Filesystem in R

Posted on Nov 06, 2010 in Programming

Things under legendu.net/outdated are outdated technologies that the author does not plan to update any more. Please look for better alternatives.

** Things under legendu.net/outdated are outdated technologies that the author does not plan to update any more. Please look for better alternatives. **

  1. dirname returns the parent folder of a file or directory, and basename return the name (without the parent folder) of the file or directory.

  2. Function file.path joins path components into one path. It works similar to paste which concatenates strings to a single one, but it is platform independent. The following code get the full path of the file 1.txt in the current working directory.

file.path(getwd(), '1.txt')

file.path does not handle the leading/trailing forward/backword slash(es) well, but this does not matter as the result is still a valid Linux-style path.

> file.path('C:/Study/','1.txt')
[1] "C:/Study//1.txt"

The author of this blog has a package named dclong.fs which contains a function join_path that can handle leading/trailing forward/backword slash(es) nicely.

  1. There are many useful functions in R which provide low-level interface to the computer's file and directory system, e.g., file.create, file.exists and dir.create and so on. If a function for manipulating directories is missing, it is probably the same as the function for manipulating files, e.g. function file.rename can also be used to rename a directory.

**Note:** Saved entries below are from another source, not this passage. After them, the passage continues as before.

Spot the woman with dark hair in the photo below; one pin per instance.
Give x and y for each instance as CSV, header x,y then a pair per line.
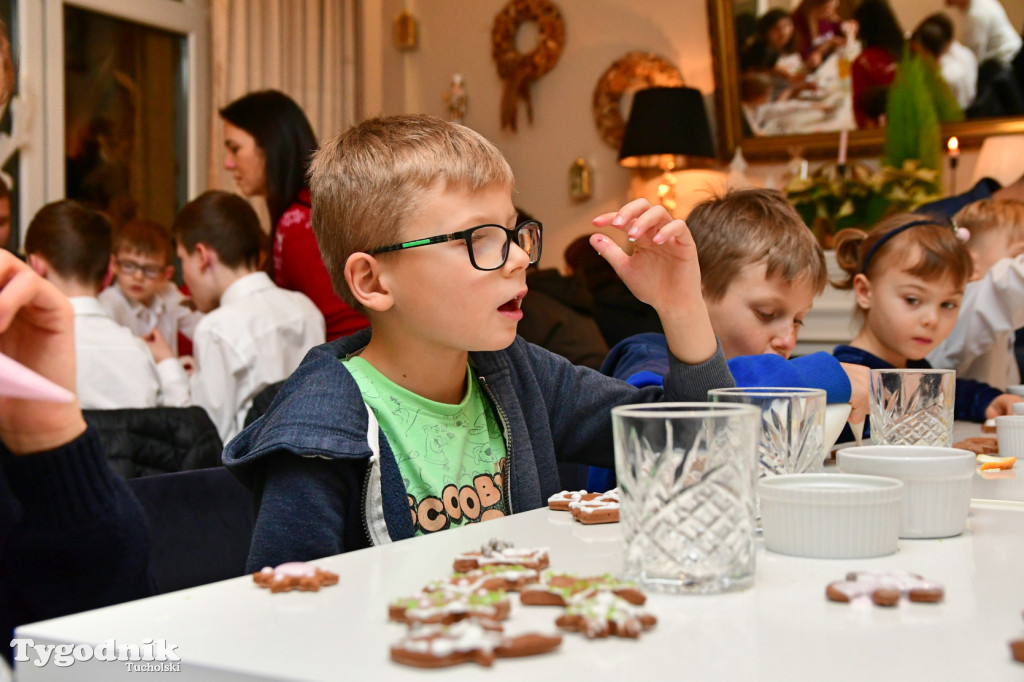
x,y
817,30
875,68
268,143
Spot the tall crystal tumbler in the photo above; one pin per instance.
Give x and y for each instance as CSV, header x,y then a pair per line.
x,y
911,407
686,474
793,422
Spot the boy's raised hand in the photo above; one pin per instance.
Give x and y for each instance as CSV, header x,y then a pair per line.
x,y
37,330
664,272
858,391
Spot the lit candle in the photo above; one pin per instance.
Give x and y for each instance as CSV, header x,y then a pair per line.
x,y
953,146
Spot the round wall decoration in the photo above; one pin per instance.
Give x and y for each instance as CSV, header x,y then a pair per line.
x,y
516,69
632,72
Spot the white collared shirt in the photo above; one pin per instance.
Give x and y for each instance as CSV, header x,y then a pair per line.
x,y
988,33
115,368
166,312
981,345
257,337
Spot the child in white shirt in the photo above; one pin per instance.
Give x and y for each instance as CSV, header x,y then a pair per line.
x,y
254,333
143,296
70,245
981,345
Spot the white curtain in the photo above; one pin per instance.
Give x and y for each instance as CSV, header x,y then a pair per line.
x,y
305,48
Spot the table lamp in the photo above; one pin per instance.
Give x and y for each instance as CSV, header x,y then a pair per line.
x,y
667,128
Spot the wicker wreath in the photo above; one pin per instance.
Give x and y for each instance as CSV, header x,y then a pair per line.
x,y
515,69
632,72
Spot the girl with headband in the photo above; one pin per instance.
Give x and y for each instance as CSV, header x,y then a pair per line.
x,y
907,275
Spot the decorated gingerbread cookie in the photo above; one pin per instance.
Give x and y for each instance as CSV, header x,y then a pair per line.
x,y
560,589
561,501
498,577
979,444
440,646
448,605
604,613
600,509
498,552
294,576
885,589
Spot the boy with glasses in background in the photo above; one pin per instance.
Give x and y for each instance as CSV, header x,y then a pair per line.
x,y
70,245
438,415
143,297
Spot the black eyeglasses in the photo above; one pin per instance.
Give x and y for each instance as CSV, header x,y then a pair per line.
x,y
130,267
487,245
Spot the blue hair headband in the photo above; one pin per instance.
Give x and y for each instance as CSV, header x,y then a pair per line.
x,y
961,232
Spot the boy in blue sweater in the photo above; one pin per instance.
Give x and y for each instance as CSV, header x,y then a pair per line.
x,y
761,269
438,415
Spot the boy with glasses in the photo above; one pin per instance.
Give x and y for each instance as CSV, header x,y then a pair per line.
x,y
143,297
70,245
254,333
438,415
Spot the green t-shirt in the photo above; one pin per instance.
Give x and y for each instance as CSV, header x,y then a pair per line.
x,y
451,457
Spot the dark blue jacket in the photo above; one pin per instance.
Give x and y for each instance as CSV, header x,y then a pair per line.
x,y
323,488
72,536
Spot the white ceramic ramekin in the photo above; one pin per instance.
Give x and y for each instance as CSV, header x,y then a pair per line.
x,y
830,516
1010,431
937,497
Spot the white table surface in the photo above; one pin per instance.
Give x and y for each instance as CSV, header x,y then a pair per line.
x,y
782,629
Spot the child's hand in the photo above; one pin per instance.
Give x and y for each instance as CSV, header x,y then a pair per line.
x,y
1000,406
37,330
158,345
664,272
858,391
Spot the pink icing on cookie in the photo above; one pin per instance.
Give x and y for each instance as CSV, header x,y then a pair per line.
x,y
291,569
606,501
862,585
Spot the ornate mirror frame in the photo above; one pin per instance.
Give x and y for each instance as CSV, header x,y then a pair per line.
x,y
861,142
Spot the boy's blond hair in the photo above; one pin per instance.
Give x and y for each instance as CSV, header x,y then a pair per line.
x,y
749,226
369,181
989,214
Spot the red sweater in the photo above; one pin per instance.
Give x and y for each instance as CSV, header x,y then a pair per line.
x,y
298,266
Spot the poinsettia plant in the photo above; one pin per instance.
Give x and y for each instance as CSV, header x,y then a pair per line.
x,y
852,196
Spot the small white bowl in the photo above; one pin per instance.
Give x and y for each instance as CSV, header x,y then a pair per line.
x,y
938,483
836,416
830,516
1010,432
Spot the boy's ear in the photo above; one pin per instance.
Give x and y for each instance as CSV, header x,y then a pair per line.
x,y
38,264
207,256
367,282
862,291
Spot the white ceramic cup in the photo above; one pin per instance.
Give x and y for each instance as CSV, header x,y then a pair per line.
x,y
937,497
1010,432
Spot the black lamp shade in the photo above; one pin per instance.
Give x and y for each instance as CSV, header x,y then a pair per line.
x,y
665,126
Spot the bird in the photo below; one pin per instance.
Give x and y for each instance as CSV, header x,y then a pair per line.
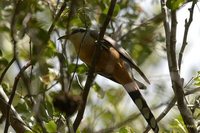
x,y
113,63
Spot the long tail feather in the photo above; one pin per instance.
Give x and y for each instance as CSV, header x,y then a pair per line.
x,y
133,91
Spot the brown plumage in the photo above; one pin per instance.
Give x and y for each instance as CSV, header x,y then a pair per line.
x,y
114,63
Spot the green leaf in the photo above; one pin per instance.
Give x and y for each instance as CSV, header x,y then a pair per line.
x,y
174,4
123,130
3,63
98,90
51,127
126,130
116,10
80,68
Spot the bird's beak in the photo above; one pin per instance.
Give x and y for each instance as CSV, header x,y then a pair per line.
x,y
64,37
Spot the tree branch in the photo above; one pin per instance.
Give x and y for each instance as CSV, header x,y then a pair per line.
x,y
90,77
6,69
177,82
187,25
15,120
12,96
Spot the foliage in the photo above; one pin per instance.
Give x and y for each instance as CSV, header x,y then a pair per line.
x,y
26,35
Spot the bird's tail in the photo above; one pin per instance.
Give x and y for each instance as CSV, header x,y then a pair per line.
x,y
133,90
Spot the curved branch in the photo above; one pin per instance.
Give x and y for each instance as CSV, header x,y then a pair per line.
x,y
187,25
90,77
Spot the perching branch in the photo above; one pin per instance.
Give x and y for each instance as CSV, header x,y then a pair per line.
x,y
6,69
90,77
9,104
15,120
187,25
177,81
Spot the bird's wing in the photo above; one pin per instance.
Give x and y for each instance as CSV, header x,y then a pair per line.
x,y
109,42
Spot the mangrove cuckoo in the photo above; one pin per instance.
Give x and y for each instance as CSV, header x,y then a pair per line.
x,y
114,63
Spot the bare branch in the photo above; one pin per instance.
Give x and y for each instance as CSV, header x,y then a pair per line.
x,y
12,96
15,120
177,81
187,25
6,69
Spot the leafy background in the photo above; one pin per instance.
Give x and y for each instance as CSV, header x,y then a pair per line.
x,y
136,25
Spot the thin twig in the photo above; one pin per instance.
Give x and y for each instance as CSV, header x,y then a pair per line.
x,y
132,117
92,68
19,75
177,82
6,69
57,17
187,26
15,120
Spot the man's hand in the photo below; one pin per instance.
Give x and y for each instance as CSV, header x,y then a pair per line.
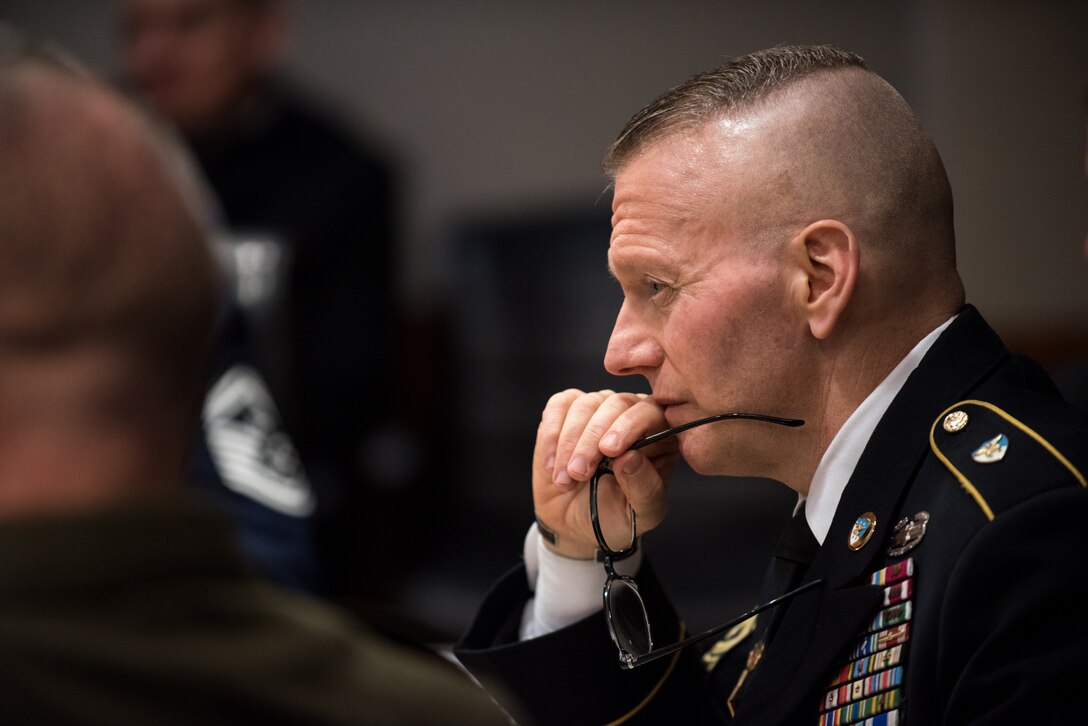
x,y
577,431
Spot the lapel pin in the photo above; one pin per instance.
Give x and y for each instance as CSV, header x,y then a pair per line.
x,y
991,451
907,533
955,421
862,531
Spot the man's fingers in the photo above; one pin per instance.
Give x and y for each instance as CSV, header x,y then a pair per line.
x,y
547,432
610,419
643,487
579,415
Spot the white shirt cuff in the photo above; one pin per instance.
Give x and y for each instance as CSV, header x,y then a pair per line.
x,y
566,590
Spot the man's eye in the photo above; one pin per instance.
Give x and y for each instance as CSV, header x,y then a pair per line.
x,y
656,287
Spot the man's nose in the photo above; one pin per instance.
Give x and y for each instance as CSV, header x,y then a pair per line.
x,y
632,348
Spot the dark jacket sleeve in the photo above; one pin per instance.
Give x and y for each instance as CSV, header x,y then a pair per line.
x,y
1015,639
573,676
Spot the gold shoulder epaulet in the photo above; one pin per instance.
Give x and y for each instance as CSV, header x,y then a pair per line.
x,y
955,419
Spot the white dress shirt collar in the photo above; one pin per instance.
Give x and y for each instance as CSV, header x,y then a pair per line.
x,y
841,456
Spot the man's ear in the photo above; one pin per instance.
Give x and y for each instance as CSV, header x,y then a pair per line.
x,y
827,259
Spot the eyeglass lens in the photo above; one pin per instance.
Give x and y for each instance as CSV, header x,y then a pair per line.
x,y
625,610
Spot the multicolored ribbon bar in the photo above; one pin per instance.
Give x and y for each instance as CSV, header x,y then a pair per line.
x,y
894,573
868,664
862,688
899,592
881,640
890,616
855,712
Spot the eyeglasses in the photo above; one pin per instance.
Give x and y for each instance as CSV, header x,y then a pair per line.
x,y
625,610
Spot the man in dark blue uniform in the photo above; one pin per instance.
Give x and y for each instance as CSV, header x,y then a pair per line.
x,y
782,233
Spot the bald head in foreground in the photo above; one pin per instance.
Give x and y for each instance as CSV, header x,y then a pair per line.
x,y
782,233
121,600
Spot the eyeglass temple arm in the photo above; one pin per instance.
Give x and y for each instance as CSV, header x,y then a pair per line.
x,y
653,439
668,650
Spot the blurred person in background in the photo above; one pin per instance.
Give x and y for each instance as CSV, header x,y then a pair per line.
x,y
308,209
122,598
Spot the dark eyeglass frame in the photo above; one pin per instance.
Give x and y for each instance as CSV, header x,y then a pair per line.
x,y
609,556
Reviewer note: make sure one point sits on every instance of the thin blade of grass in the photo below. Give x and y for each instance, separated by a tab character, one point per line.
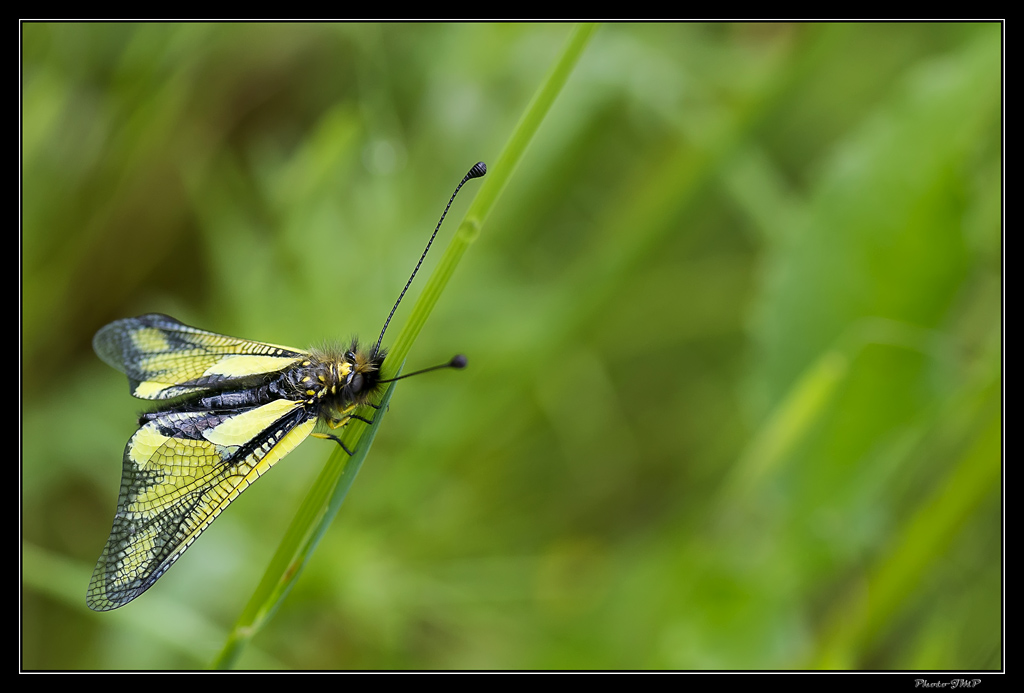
328	492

  2. file.info returns the information of files and directories. The "isdir" column of the resulting data frame indicates whether a path stands for a file or a directory. For example,

> file.info('.')
  size isdir mode               mtime               ctime
.    0  TRUE  777 2011-11-07 22:26:38 2011-10-20 17:14:41
                atime exe
. 2011-11-07 22:33:37  no

Notice that file\_test can also be used to check whether a path is a file or a directory. For example,

> file_test('-f',".")
[1] FALSE
  1. Often times, one need to use temporary files. tempfile returns a vector of character strings which can be used as names for temporary files. By default the temporary file is created in a temporary directory returned by tempdir. For example (the following results is platform dependent),
> tempdir()
[1] "C:\\Users\\adu\\AppData\\Local\\Temp\\Rtmp55KGaO"
> tempfile('output.txt')
[1] "C:\\Users\\adu\\AppData\\Local
\\Temp\\Rtmp55KGaO\\output.txt122935c"

Excel

  1. Write hyper link into excel (using write.xlsx) does not work well. One workaround is to write the same content into a CSV file (using write.csv). The hyper links work when you open the CSV file in Excel. You can then save an Excel copy if really want a Excel spreadsheet.